「夏いぞん」7月29日──FRUITS ZIPPERからソロデビューが来る
FRUITS ZIPPERのメンバー、桜井優衣が7月29日に1stソロシングル「夏いぞん」をリリースする。グループとして代々木での大規模イベントを成功させ、人気が頂点に近い今この瞬間に「ソロ」を仕掛ける。これは単なる「個人の夢の実現」ではない。グループが最も輝いているタイミングで個人ブランドを立ち上げる──そこには令和アイドル産業の冷静な計算が働いている。
「グループが売れているとき」にソロを出す理由
かつてのアイドルビジネスでは、グループ人気とソロ活動はしばしば「競合」として忌避された。「ソロに専念するのはグループ卒業後」という不文律が長く続いた。しかし2020年代に入り、その図式は変わった。SNSと動画配信が発達し、メンバー個人への愛着がグループ全体の購買力に直結する時代になった。「ソロ」はグループの弱体化ではなく、ブランドの多角化として機能するようになったのだ。

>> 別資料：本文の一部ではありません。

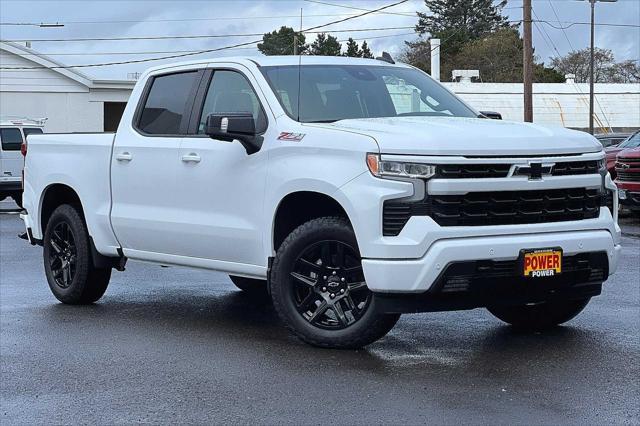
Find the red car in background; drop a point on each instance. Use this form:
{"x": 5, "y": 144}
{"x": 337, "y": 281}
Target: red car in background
{"x": 612, "y": 152}
{"x": 628, "y": 178}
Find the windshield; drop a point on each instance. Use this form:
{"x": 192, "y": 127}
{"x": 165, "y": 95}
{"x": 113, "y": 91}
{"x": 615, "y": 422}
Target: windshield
{"x": 337, "y": 92}
{"x": 632, "y": 142}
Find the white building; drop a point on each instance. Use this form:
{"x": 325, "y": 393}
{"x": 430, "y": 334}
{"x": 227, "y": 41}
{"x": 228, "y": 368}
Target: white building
{"x": 73, "y": 102}
{"x": 616, "y": 106}
{"x": 70, "y": 100}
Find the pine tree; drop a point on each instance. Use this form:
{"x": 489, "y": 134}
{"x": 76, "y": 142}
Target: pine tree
{"x": 280, "y": 42}
{"x": 475, "y": 18}
{"x": 365, "y": 52}
{"x": 353, "y": 50}
{"x": 326, "y": 45}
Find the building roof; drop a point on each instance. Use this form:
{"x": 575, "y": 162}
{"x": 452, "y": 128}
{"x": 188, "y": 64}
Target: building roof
{"x": 51, "y": 64}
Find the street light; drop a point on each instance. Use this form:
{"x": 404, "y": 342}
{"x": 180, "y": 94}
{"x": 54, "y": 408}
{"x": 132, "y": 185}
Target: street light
{"x": 591, "y": 60}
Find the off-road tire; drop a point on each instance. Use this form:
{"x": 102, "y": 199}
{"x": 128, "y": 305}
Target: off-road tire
{"x": 370, "y": 327}
{"x": 17, "y": 198}
{"x": 541, "y": 316}
{"x": 250, "y": 285}
{"x": 87, "y": 283}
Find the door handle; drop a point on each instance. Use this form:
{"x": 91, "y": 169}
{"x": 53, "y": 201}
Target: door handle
{"x": 124, "y": 156}
{"x": 191, "y": 158}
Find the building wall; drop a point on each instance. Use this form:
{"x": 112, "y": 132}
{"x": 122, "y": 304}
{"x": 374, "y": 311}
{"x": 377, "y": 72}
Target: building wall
{"x": 65, "y": 112}
{"x": 617, "y": 106}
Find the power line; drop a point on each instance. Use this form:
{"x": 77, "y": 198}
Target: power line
{"x": 154, "y": 21}
{"x": 563, "y": 31}
{"x": 408, "y": 14}
{"x": 195, "y": 36}
{"x": 182, "y": 55}
{"x": 165, "y": 52}
{"x": 597, "y": 24}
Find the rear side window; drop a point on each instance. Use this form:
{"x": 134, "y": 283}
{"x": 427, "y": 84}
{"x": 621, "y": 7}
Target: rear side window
{"x": 167, "y": 104}
{"x": 11, "y": 139}
{"x": 31, "y": 131}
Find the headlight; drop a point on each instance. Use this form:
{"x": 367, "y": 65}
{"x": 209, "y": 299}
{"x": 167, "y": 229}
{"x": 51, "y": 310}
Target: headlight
{"x": 400, "y": 169}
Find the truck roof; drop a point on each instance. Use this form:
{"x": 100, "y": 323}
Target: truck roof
{"x": 22, "y": 121}
{"x": 282, "y": 61}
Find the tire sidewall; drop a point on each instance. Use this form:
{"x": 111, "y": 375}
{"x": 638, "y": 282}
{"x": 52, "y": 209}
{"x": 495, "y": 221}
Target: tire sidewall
{"x": 286, "y": 257}
{"x": 69, "y": 215}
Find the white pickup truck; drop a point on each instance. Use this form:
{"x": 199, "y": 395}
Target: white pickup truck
{"x": 350, "y": 190}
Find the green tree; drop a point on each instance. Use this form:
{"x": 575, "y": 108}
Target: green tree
{"x": 498, "y": 57}
{"x": 365, "y": 52}
{"x": 475, "y": 18}
{"x": 326, "y": 45}
{"x": 605, "y": 69}
{"x": 353, "y": 50}
{"x": 281, "y": 42}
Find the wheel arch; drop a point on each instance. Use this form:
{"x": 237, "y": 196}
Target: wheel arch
{"x": 53, "y": 196}
{"x": 299, "y": 207}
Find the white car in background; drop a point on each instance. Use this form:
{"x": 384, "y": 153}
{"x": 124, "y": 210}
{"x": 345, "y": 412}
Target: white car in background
{"x": 13, "y": 132}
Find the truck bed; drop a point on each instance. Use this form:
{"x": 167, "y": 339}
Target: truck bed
{"x": 81, "y": 161}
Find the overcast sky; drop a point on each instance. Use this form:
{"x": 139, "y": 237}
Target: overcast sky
{"x": 95, "y": 19}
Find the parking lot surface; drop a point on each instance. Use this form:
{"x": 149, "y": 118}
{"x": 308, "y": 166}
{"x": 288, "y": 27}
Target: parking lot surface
{"x": 170, "y": 345}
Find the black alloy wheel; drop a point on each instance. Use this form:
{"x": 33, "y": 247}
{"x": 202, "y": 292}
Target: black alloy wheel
{"x": 63, "y": 255}
{"x": 318, "y": 287}
{"x": 328, "y": 286}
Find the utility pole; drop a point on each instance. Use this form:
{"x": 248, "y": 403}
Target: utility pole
{"x": 295, "y": 37}
{"x": 527, "y": 62}
{"x": 591, "y": 60}
{"x": 591, "y": 72}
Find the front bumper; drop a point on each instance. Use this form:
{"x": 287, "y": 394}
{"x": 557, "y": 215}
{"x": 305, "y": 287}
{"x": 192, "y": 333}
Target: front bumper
{"x": 7, "y": 186}
{"x": 419, "y": 275}
{"x": 629, "y": 194}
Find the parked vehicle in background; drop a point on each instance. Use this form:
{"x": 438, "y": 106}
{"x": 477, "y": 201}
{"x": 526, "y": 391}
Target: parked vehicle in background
{"x": 628, "y": 178}
{"x": 611, "y": 139}
{"x": 316, "y": 180}
{"x": 633, "y": 141}
{"x": 13, "y": 133}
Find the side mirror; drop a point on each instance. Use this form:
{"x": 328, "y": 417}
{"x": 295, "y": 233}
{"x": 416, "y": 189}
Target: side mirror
{"x": 491, "y": 114}
{"x": 239, "y": 126}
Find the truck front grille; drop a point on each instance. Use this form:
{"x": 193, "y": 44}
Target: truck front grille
{"x": 515, "y": 207}
{"x": 474, "y": 171}
{"x": 496, "y": 208}
{"x": 628, "y": 169}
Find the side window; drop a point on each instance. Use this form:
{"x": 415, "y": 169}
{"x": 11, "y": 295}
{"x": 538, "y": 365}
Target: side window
{"x": 167, "y": 103}
{"x": 31, "y": 131}
{"x": 229, "y": 92}
{"x": 11, "y": 139}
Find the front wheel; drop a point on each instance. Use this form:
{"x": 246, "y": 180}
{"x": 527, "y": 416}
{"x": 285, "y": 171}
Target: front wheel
{"x": 72, "y": 277}
{"x": 319, "y": 291}
{"x": 540, "y": 316}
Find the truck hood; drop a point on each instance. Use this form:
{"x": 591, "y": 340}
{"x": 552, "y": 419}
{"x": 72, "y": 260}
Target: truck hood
{"x": 468, "y": 136}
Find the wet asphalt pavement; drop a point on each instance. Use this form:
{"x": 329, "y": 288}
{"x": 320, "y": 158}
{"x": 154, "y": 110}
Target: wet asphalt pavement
{"x": 167, "y": 345}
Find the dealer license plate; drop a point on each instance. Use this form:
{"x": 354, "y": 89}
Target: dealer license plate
{"x": 542, "y": 262}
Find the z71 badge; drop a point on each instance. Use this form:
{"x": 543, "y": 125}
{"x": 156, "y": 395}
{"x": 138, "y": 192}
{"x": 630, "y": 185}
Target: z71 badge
{"x": 291, "y": 137}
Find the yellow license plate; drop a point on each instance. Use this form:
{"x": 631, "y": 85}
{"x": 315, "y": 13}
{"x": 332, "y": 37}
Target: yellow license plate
{"x": 542, "y": 263}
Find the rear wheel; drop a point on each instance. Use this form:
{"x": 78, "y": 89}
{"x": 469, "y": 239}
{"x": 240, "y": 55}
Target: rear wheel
{"x": 250, "y": 285}
{"x": 72, "y": 277}
{"x": 319, "y": 291}
{"x": 17, "y": 198}
{"x": 540, "y": 316}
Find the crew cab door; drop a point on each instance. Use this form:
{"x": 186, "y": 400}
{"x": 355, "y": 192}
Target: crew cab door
{"x": 146, "y": 213}
{"x": 222, "y": 187}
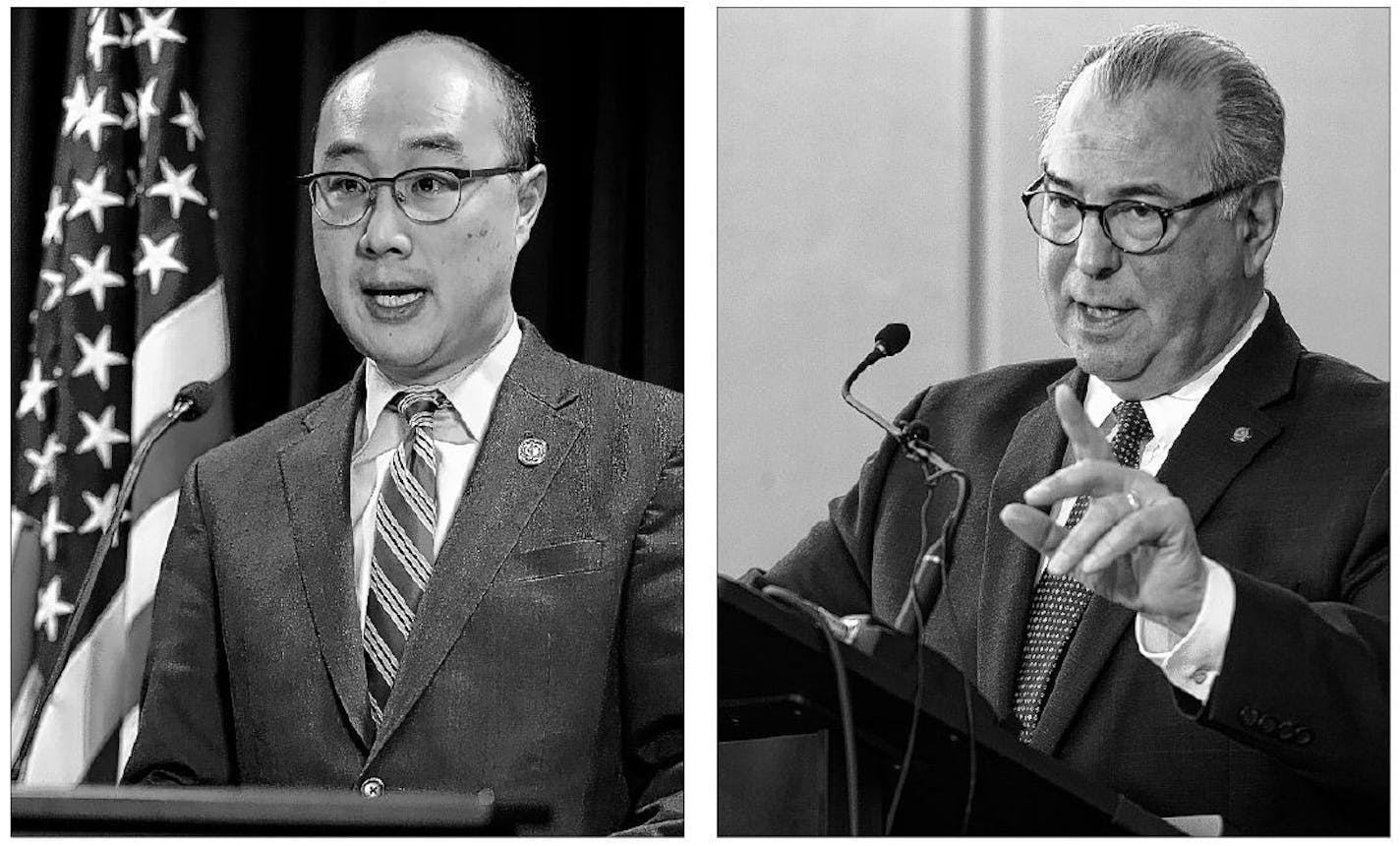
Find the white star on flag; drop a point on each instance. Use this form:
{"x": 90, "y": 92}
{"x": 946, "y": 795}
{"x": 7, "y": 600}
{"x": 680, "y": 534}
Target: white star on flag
{"x": 94, "y": 277}
{"x": 98, "y": 38}
{"x": 42, "y": 462}
{"x": 98, "y": 356}
{"x": 155, "y": 30}
{"x": 73, "y": 105}
{"x": 92, "y": 198}
{"x": 52, "y": 527}
{"x": 158, "y": 258}
{"x": 55, "y": 281}
{"x": 32, "y": 391}
{"x": 53, "y": 217}
{"x": 188, "y": 119}
{"x": 101, "y": 435}
{"x": 143, "y": 105}
{"x": 50, "y": 608}
{"x": 101, "y": 510}
{"x": 94, "y": 118}
{"x": 177, "y": 188}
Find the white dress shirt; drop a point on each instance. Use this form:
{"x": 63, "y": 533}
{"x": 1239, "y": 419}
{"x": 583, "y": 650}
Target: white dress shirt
{"x": 1192, "y": 663}
{"x": 458, "y": 433}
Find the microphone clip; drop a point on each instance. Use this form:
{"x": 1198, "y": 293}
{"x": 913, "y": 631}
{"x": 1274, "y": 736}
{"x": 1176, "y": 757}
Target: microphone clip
{"x": 913, "y": 446}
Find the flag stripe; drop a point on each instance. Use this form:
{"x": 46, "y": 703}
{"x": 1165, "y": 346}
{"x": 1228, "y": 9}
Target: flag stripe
{"x": 147, "y": 541}
{"x": 188, "y": 343}
{"x": 26, "y": 565}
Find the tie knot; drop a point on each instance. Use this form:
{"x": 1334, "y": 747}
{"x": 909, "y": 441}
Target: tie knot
{"x": 1132, "y": 433}
{"x": 419, "y": 406}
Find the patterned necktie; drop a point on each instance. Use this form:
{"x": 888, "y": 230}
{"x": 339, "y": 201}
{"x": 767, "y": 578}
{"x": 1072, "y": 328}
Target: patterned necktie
{"x": 402, "y": 558}
{"x": 1059, "y": 601}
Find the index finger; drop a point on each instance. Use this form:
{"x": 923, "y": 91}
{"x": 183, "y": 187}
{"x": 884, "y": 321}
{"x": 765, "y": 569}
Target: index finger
{"x": 1083, "y": 436}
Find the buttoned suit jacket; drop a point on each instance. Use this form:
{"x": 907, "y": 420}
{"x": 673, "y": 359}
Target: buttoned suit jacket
{"x": 1284, "y": 468}
{"x": 547, "y": 657}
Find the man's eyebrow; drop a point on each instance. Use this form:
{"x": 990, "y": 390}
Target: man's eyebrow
{"x": 336, "y": 151}
{"x": 436, "y": 143}
{"x": 1122, "y": 191}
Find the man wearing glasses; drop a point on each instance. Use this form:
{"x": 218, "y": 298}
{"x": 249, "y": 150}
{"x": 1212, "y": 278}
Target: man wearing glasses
{"x": 464, "y": 569}
{"x": 1174, "y": 571}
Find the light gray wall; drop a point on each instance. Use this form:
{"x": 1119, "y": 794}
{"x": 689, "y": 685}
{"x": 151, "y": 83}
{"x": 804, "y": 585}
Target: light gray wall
{"x": 870, "y": 164}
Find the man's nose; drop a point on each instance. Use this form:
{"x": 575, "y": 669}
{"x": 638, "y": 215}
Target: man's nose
{"x": 1095, "y": 255}
{"x": 386, "y": 225}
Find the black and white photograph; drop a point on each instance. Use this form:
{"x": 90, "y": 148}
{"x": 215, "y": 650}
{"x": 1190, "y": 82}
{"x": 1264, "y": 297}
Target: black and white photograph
{"x": 1109, "y": 542}
{"x": 347, "y": 432}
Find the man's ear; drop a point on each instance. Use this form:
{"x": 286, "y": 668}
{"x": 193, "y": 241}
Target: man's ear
{"x": 1257, "y": 221}
{"x": 529, "y": 195}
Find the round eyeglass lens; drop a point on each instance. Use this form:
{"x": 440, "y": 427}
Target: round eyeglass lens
{"x": 428, "y": 195}
{"x": 340, "y": 199}
{"x": 1054, "y": 217}
{"x": 1136, "y": 227}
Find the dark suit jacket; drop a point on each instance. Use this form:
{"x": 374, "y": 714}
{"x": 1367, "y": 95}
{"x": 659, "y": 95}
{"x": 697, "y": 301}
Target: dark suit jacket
{"x": 547, "y": 658}
{"x": 1285, "y": 471}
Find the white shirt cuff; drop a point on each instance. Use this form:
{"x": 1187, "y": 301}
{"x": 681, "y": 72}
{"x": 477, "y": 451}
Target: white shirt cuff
{"x": 1193, "y": 661}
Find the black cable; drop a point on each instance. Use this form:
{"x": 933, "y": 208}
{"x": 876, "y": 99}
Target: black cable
{"x": 950, "y": 528}
{"x": 843, "y": 695}
{"x": 930, "y": 483}
{"x": 945, "y": 541}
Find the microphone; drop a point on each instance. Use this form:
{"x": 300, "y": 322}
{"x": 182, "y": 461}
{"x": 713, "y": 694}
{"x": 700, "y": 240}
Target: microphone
{"x": 191, "y": 403}
{"x": 891, "y": 340}
{"x": 925, "y": 583}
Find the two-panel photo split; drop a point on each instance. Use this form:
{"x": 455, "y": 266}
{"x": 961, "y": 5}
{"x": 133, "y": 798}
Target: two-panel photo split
{"x": 1039, "y": 449}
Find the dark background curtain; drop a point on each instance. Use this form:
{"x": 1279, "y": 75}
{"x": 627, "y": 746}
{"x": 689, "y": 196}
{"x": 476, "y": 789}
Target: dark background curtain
{"x": 603, "y": 276}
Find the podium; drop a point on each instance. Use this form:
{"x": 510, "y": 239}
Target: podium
{"x": 104, "y": 810}
{"x": 782, "y": 765}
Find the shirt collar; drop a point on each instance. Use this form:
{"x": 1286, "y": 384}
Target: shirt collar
{"x": 472, "y": 393}
{"x": 1169, "y": 412}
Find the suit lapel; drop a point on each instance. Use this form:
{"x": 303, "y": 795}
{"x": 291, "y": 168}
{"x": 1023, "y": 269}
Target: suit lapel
{"x": 1035, "y": 452}
{"x": 316, "y": 478}
{"x": 1222, "y": 436}
{"x": 1229, "y": 426}
{"x": 501, "y": 495}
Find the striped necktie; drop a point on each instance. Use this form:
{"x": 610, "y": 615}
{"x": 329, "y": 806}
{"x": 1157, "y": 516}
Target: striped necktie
{"x": 1059, "y": 601}
{"x": 402, "y": 558}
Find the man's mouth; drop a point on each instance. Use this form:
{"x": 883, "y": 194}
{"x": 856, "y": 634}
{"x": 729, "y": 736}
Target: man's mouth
{"x": 1103, "y": 313}
{"x": 395, "y": 298}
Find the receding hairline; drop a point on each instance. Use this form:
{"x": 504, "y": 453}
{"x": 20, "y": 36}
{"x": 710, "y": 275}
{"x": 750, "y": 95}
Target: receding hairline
{"x": 459, "y": 48}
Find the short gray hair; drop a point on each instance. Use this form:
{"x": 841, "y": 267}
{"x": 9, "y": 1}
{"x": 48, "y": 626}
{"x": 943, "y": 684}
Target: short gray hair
{"x": 1249, "y": 114}
{"x": 518, "y": 126}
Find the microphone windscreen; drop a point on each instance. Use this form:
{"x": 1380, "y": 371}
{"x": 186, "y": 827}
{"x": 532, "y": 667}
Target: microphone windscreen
{"x": 199, "y": 396}
{"x": 894, "y": 337}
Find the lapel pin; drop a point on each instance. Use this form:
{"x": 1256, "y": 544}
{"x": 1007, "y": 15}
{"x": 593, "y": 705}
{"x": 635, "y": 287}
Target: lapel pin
{"x": 532, "y": 452}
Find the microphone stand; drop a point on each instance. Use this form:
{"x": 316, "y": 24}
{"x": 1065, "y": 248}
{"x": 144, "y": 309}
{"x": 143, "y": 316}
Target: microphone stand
{"x": 865, "y": 632}
{"x": 182, "y": 406}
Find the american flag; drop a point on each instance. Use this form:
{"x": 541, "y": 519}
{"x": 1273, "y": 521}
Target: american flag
{"x": 129, "y": 307}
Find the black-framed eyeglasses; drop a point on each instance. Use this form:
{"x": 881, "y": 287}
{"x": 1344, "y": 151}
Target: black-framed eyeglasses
{"x": 1132, "y": 225}
{"x": 426, "y": 195}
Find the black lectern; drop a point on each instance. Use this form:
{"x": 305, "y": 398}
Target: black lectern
{"x": 776, "y": 681}
{"x": 92, "y": 810}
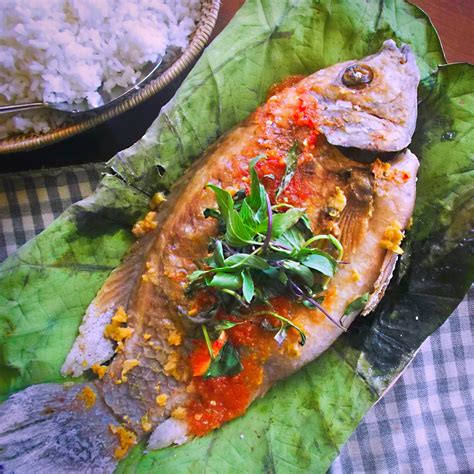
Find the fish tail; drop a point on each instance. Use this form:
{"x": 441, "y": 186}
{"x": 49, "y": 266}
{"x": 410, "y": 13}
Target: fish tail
{"x": 57, "y": 428}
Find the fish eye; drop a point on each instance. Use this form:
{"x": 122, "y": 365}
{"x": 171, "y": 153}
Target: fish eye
{"x": 357, "y": 76}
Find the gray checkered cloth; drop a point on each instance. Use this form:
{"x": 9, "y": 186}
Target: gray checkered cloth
{"x": 425, "y": 423}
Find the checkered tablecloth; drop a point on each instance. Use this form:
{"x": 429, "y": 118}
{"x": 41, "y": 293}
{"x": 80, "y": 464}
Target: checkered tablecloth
{"x": 425, "y": 423}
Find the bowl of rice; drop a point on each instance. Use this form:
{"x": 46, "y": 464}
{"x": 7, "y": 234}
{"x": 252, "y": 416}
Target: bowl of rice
{"x": 65, "y": 51}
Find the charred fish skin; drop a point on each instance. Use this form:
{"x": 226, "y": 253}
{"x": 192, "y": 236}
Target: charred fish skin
{"x": 148, "y": 384}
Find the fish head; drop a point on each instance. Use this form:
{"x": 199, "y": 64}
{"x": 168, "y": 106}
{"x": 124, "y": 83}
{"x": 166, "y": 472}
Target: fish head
{"x": 370, "y": 103}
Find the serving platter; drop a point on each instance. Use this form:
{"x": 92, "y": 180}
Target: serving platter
{"x": 200, "y": 37}
{"x": 301, "y": 423}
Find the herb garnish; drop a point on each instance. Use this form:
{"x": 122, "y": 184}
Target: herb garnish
{"x": 263, "y": 251}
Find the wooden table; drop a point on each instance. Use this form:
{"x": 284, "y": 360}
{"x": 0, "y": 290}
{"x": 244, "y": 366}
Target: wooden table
{"x": 454, "y": 20}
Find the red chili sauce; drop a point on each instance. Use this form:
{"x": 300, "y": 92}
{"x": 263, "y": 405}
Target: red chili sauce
{"x": 279, "y": 125}
{"x": 221, "y": 399}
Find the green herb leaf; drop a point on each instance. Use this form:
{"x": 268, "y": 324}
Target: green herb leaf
{"x": 357, "y": 305}
{"x": 248, "y": 286}
{"x": 224, "y": 201}
{"x": 282, "y": 222}
{"x": 320, "y": 261}
{"x": 291, "y": 162}
{"x": 228, "y": 281}
{"x": 299, "y": 270}
{"x": 292, "y": 238}
{"x": 227, "y": 363}
{"x": 237, "y": 233}
{"x": 238, "y": 260}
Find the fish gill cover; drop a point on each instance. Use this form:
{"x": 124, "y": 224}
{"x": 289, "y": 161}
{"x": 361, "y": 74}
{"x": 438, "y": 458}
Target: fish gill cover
{"x": 302, "y": 422}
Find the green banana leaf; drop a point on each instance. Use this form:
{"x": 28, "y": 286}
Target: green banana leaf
{"x": 301, "y": 423}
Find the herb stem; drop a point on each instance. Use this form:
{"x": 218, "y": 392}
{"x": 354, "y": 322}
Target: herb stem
{"x": 268, "y": 237}
{"x": 284, "y": 321}
{"x": 320, "y": 307}
{"x": 331, "y": 239}
{"x": 236, "y": 296}
{"x": 208, "y": 340}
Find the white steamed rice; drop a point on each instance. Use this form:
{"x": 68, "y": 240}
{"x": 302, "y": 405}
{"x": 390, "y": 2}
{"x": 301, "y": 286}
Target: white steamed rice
{"x": 64, "y": 50}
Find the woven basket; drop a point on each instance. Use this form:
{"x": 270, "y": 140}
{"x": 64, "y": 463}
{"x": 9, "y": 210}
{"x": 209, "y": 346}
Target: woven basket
{"x": 209, "y": 12}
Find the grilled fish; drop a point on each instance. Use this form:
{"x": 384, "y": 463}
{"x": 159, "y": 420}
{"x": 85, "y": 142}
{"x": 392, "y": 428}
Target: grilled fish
{"x": 141, "y": 321}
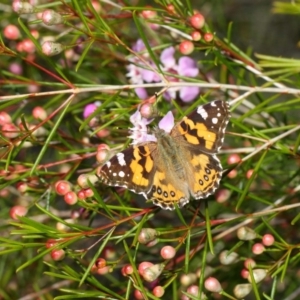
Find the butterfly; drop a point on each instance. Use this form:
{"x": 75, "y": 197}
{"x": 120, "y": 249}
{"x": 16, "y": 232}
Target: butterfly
{"x": 179, "y": 164}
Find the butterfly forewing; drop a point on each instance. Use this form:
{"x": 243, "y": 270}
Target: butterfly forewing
{"x": 204, "y": 128}
{"x": 132, "y": 168}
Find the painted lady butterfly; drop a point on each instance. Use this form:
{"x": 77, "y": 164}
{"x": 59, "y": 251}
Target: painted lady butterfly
{"x": 179, "y": 165}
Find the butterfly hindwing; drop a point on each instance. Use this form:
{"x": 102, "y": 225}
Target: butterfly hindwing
{"x": 207, "y": 175}
{"x": 165, "y": 194}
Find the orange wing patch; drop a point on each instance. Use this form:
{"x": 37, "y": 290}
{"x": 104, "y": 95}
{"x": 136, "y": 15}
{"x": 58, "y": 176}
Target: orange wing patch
{"x": 207, "y": 177}
{"x": 140, "y": 163}
{"x": 193, "y": 132}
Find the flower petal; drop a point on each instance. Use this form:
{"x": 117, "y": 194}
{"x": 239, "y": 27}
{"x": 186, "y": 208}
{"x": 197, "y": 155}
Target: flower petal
{"x": 141, "y": 93}
{"x": 167, "y": 57}
{"x": 187, "y": 67}
{"x": 167, "y": 122}
{"x": 189, "y": 93}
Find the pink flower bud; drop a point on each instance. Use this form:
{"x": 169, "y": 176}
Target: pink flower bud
{"x": 147, "y": 235}
{"x": 227, "y": 258}
{"x": 242, "y": 290}
{"x": 50, "y": 48}
{"x": 50, "y": 17}
{"x": 213, "y": 285}
{"x": 246, "y": 234}
{"x": 22, "y": 7}
{"x": 152, "y": 273}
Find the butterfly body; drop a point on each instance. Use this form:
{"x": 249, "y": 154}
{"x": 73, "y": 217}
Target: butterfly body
{"x": 181, "y": 164}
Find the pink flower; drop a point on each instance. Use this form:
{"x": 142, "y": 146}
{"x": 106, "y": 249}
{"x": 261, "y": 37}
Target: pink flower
{"x": 90, "y": 108}
{"x": 139, "y": 131}
{"x": 139, "y": 72}
{"x": 186, "y": 67}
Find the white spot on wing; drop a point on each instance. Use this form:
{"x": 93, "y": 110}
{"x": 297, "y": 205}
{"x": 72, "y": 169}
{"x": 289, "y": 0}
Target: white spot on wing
{"x": 121, "y": 160}
{"x": 214, "y": 120}
{"x": 202, "y": 112}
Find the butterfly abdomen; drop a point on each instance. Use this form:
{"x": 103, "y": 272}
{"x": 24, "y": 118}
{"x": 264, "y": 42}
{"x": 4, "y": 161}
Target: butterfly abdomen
{"x": 170, "y": 154}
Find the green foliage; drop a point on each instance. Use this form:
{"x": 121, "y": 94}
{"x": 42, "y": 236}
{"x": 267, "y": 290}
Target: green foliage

FRUITS ZIPPERはもともと「量産型の逆張り」から出発したグループだ。可愛さだけでなく、個々のキャラクター濃度でファンを取り込む設計になっている。桜井優衣のソロデビューも、そのファンベースを個人単位でマネタイズする自然な流れだ。
ソロ解禁が「グループ崩壊」にならない条件
一方で、ソロ活動がグループの求心力を損なうリスクも否定できない。過去には「人気メンバーのソロ転身がグループ解散の引き金」という事例も多い。その違いはどこにあるか。鍵は「グループとソロが互いの宣伝になっているか」だ。桜井優衣の「夏いぞん」がヒットすれば、FRUITS ZIPPERというグループへの注目が増す。グループの人気がソロの売上を後押しし、ソロの成功がグループを輝かせる。この循環が機能するとき、ソロ活動はグループの資産になる。
「個×集団」モデルが令和アイドルの標準になる
BTSが証明したように、グループ内の個人ブランドを育てることがグループ全体の長期的な生存戦略になっている。K-POPがそのモデルを洗練させ、日本のアイドル文化がその手法を吸収し、FRUITS ZIPPERのようなグループが「Jアイドルの新常識」として実装しつつある。「夏いぞん」7月29日リリースは、その最前線の一手だ。グループが絶頂のいま「個」を出すことを恐れない──それがこれからのアイドルが生き残るための条件でもある。